I have the sense that this might have something to do with the way the tools are used.

cedar grove
covert path
#

Tried that too, didn't stick, I really thought that was a good idea

cedar grove
#

dam

hazy tree
#

Damn, I haven't really tried with tools, or search enabled. Don't really need them yet.

long flame
#

Yeah the URLs are fully annoying! I've also spent a lot of time trying to get a prompt to work which will actually strip them - nothing has really worked for me so far, at least not consistently. The only way I've found is to disable using OpenAI as a Voice Assistant, and instead having a custom intent triggered by "Ask ChatGPT...", which then allows me to do a regex_replace in the intent / against the response.

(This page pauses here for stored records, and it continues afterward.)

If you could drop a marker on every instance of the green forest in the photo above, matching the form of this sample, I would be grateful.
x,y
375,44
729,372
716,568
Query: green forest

Not a great solution.

#

Technically doesn't need to be disabled, but I just don't want to hear a spoken URL every time I forget to use the custom sentence.

covert path
#

My understanding of how the search model invocation works is that this is how it works, it sends an additional query to the gpt-4o-search model on the backend, but I haven't got any information about how that response makes its way back. I don't know if this is the intended behavior. Looking at the source code for the integration doesn't reveal anything that seems wrong, per se.